Dr. Cameron Duff (RMIT University) delivered the final keynote address. In a presentation entitled “Making Drug Realities: From Analysis to Praxis After the Ontological Turn,” Duff traced the genealogy of the ontological turn and set out some future directions for critical drugs scholars working with these theoretical resources. Highlighting the work of Vitellone, Malins, Moore, Fraser, Keane, Race, Demant, Dilkes-Frayne, and others, he argued that over the last two decades, this community of scholars has produced a body of work that has helped illuminate the multiple forces acting within the events of drug consumption and their constitutive roles in the emergence of subjects, harms, and effects. Highlighting and celebrating the key achievements of critical drugs studies, Duff asked delegates to imagine where this work might be leading. In Duff’s view, what this field shares is a commitment to caring practice—caring about things and bringing attention to things which have hitherto not been cared about. By invoking care as an ethical orientation, he challenged delegates to consider what calls them into an event as they encounter it. Such work, he argued, requires a better (or perhaps, as Kane Race argued in another conference presentation, a radical) empiricism.

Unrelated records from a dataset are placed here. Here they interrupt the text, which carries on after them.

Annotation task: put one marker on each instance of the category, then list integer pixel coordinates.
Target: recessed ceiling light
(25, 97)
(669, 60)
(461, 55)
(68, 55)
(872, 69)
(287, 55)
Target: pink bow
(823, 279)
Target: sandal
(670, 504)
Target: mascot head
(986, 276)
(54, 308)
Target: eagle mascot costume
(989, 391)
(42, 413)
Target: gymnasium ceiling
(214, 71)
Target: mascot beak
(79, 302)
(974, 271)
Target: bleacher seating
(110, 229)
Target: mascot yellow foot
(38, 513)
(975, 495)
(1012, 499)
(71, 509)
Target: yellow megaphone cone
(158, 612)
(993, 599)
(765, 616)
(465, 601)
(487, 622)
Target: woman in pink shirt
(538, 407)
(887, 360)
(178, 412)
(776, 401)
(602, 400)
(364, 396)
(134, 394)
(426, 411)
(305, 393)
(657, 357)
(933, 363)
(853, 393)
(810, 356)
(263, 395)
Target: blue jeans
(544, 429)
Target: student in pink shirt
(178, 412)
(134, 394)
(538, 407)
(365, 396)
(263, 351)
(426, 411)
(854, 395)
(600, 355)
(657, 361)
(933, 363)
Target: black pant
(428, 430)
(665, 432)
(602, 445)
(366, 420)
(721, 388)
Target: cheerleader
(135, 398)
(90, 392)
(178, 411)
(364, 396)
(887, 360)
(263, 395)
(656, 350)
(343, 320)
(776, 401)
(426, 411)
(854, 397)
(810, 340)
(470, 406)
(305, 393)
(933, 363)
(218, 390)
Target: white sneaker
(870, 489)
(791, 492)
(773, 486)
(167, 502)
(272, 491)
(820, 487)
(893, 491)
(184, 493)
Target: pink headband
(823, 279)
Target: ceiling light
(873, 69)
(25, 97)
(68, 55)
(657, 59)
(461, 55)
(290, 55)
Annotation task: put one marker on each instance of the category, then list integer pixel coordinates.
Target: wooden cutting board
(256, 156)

Although we in the alcohol and other drug field encounter institutional arrangements that often seem impervious to change (prisons, laws, and treatment systems), Duff argued that we nonetheless need to interrogate and challenge them. This theme resonated across the three keynote presentations and indeed the conference as a whole. If drug realities are made through practices, then the challenge is to consider how we might interfere “to make a difference, to engage in an ontological politics, and to help shape new realities” (Law & Urry, 2004, p. 404). There is much to anticipate and build on for the next CDP conference in 2019.